# Bristol 35



## TSOJOURNER (Dec 16, 1999)

I am looking at a used Bristol 35. Anybody have any experience with this boat ??

How would she be in coastal crusing ??

Any major limitations with performance ??

All inputs welcome.

ML


----------



## VIEXILE (Jan 10, 2001)

I wish I had my Bristol 35 under my ass right now. It''s sitting in a yard in Maine while I sit here and watch the moon rise over Jost Van Dyke. Ah well. A landing pad in Maine, anyway. What year is the Bristol you are looking at? Mine''s a yawl, the one you''re looking at is likely a sloop. Water infiltration into the balsa cored decks can be a problem. Walk around in stocking feet and bounce a little here and there, including on the cabin top.
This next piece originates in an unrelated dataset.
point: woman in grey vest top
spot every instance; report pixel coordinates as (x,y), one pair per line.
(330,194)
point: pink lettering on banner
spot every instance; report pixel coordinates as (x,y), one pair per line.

You''ll see sponginess or hear little crackling sounds. It''s fixable. Hull is solid glass, probably an inch thick or better on the bottom of the ballast. 3/4 inch at the turn of the bilge. Lessee- mast step problems can be fixed-check the blocking under the compression post in the main cabin and see if the passageway door closes cleanly. It can be shimmed up if necessary. All deck hardware should be rebedded right off the bat. Through hulls punched and groco stainless ballcocks installed at about 50 bucks each (thats 7 through hulls, I believe). The old Wilcox Crittenden units get all munged up and, while they work, they stick. I left them in the cockpit scupper drains, which never get closed, and the head sink, which can be a beast to close. Ask questions. I rebuilt the whole boat, the Volvo Diesel, redid everything belowdecks, etc. Sails nice, CCA racer-cruiser, 6.53K hull speed, good positive righting moment. Perfect coastal cruiser, needs cockpit filler boxes to reduce cockpit volume offshore. No big pucker with bolt-in - unbolt to remove storage boxes & helm seat. Everything straightforward enough to figure out and fix. Full keel is forgiving, a little tender in the first gust, but you''ll find it difficult to keep the rail wet. Ask questions, I''ll answer. Is the one you''re looking at a centerboarder? Mine ain''t. I have hull #11. It''s a 1972 Alden Yawl. I miss her. V.I. Exile


----------



## TSOJOURNER (Dec 16, 1999)

A lot depends on where you are going to use this boat. They don''t have a lot of sail area so unless a breeze comes up you are going to motor.

It''s also a obsolete design and a old boat.

But 35'' boats are big enough. 

Not my cup of tea. 

Keep looking.


----------



## VIEXILE (Jan 10, 2001)

O.K., I guess this guy is suggesting you buy a Hunter. Or maybe better, a MacGregor 26, because dollar for dollar you won''t get as much quality in comparison, hence, the rationale for buying the older boat. I wonder how much time he''s spent sailing more than a half mile offshore, inasmuch as the hull speed of the Bristol 35 is 6.53 knots and the Alden Design qualified the boat as a CCA Racer? She''s no J-24 or Melges, but those are totally different categories of boat. And no, I''ve never had to run the engine when other boats were still sailing. Pop the drifter or spinnaker and she moves right along nicely. However, she doesn''t tend to turtle quite as well as the boats this guy seems to like so much in gusts, and, yes, I''ve sailed both......


----------



## TSOJOURNER (Dec 16, 1999)

I bet the Bristol 35 will go faster than 6.35 K. Long overhangs that boats like that have make the sailing length longer than the waterline.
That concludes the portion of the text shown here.